いつもより愛想が控えめなのは、クロにも得手不得手があるのかもしれない。
「ミズト君、相変わらず君は子犬を連れてるんだね。おかげで皆には良い癒しになったかも。ところで、そっちの人がフェアリプス王国騎士ってことは、クレア王女のことで来たのかな?」
シュンタはエドガーに視線を送りながら言った。
「はい。実は、そのことでお尋ねしたいことが」
シュンタからクレアの名前が出たのは話が早かった。
ミズトは、冒険者としてクレア王女捜索の依頼を受けて海を渡り、野盗の屋敷で彼女が異界人と帝都へ向かった情報を掴んだと、シュンタに説明した。

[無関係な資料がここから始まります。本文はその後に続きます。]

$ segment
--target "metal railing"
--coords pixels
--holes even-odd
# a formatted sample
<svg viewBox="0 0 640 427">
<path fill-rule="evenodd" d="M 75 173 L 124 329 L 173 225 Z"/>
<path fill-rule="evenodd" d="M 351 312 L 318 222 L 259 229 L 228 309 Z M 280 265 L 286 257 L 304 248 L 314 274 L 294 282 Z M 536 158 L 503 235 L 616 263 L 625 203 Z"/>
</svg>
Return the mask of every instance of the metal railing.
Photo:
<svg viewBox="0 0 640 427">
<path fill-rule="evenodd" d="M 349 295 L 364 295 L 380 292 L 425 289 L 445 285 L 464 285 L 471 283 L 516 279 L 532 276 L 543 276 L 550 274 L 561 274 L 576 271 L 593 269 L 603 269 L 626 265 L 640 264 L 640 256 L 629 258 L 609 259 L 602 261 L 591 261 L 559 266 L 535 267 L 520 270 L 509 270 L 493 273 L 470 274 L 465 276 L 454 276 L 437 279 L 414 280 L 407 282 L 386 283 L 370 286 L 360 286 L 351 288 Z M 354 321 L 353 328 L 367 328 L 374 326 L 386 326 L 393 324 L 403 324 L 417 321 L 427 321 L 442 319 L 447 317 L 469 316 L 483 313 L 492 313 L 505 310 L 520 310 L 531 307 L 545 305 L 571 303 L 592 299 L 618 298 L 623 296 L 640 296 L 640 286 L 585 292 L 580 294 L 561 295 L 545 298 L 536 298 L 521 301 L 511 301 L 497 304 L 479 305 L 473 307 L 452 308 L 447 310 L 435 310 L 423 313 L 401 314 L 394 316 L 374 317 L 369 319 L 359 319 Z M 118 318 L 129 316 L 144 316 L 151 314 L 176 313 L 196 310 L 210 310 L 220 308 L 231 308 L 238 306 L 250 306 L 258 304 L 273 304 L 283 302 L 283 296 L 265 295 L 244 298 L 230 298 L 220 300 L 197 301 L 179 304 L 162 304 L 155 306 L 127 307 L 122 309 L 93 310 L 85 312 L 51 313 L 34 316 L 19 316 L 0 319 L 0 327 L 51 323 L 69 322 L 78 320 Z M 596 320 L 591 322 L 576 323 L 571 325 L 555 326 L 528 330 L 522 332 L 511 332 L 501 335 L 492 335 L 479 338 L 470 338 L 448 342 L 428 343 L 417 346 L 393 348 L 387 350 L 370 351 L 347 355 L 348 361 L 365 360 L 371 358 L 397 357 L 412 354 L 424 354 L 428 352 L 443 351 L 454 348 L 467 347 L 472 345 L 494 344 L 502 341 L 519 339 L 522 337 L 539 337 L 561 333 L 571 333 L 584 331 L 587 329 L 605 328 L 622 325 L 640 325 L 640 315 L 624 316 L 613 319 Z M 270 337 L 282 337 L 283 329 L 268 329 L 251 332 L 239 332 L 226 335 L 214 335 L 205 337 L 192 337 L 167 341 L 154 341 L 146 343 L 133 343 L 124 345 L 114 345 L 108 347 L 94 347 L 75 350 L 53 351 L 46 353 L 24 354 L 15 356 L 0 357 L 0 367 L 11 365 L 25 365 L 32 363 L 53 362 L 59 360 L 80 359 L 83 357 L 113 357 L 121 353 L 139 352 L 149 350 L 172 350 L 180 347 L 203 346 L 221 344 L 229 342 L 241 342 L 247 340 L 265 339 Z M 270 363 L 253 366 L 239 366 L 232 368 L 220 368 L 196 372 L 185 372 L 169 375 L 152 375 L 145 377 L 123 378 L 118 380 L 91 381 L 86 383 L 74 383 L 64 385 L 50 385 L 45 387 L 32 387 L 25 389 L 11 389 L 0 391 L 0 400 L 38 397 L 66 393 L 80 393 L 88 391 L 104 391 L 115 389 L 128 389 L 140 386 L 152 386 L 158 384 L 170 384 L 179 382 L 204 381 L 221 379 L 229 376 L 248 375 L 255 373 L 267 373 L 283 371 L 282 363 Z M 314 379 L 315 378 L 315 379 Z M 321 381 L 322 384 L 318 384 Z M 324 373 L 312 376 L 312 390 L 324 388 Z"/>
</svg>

「そっか。いくらなんでも1,000,000Gも払うわけがないと思ったんだよね。それにしても冒険者ギルドの依頼ならタダで渡れるのか……いい事聞いたかも。あ、クレア王女ならいると思うから、ちょっと呼んでくるね」
「え? クレアさんがいるんですか?」
「うん、クレア王女は半月以上前からここに住んでるよ。ちょっと待ってて」
シュンタはそう言って広間から出ていった。
(…………クレアは何やってんだ?)
ミズトは思わずエドガーに視線を向けると、彼も困惑した表情でミズトを見ていた。
「ちぃーす!」
シュンタがいなくなると、すぐに二人の若い男がミズトに声を掛けてきた。
二人ともシュンタと同じ『オヤジ狩り』のメンバーだ。
「どうも、初めまして」
面倒だとは思いながらも、ミズトは挨拶を返した。
「お前がシュンちゃんの言ってた、新大陸の転生者か。マジでステータスが低いくせにレベルが高いんだな」
若い男の一人が、空中に視線を送りながら言った。ミズトの偽装ステータスを見ているようだ。
「色々と手伝ってもらいましたので」
ミズトは答えながら二人のステータスを再度確認した。
二人ともレベルは40前後なので、ミズトが偽装ステータスに設定しているレベル50は高いと感じるようだ。
「パワーレベリングとか、ツいてるよな、お前」
「何言ってんだ! 転生者なんだから逆だろ!」
もう一人の若い男が言った。
「ああ、そう言えばそうだった。お前、巻き込まれて転生したんだって? かなりウケる案件だよな。異世界モノのアニメも知らないんだっけ?」
「はい、アニメは最近観てないので。私が知っている異世界モノは、高校生が異世界に召喚されてロボットに乗って戦争する、みたいな話ぐらいです」
(子供の頃に観たやつな)
「なにそれ、そんなのあったっけ? じゃあ流行りの異世界転移とか異世界転生は観てないんだ?」
「はい、まったく」
「マジかよ。そんなんで巻き込まれてこっちに来たのか。てか、と言っても普通の異世界モノとここは、ちょっと違うけどな。よくあるやつはモテまくってハーレム作ったり、チート能力で無双したりするけど、ここはそうもいかないし。思ったより強くなれないんだよな」
(チート? どういう意味だ?)
【チートとは、本来「不正行為」や「イカサマ」という意味ですが、ここでは反則的な高い能力のことを、チート能力と表現されています】
(ふうん……てかエデンさんがそこまで知ってる方が驚きだけど……)
「なるほど、異世界モノとはそういう設定なのですね」
ミズトは興味ありそうに答えた。
「ま、でも実際に異世界へ来て思ったけど、異世界転生ってキモいよな」
「私のような転生者のことですか?」
「いや、ここでは転移に失敗して死んだ奴が、肉体の再構築することを転生って呼んでるけど、普通は異世界の人間として生まれ変わる設定を異世界転生って言うからな」
「生まれ変わる?」
「そう、日本人として生きてきた前世の記憶を持ったまま、この世界の人間に生まれるって感じ。しかもだいたい引きこもりかオッサンが死んで」
「そうなんですね」
(赤ん坊の中身が、実は日本の引きこもりかオッサンってことか? …………それは気持ち悪いな)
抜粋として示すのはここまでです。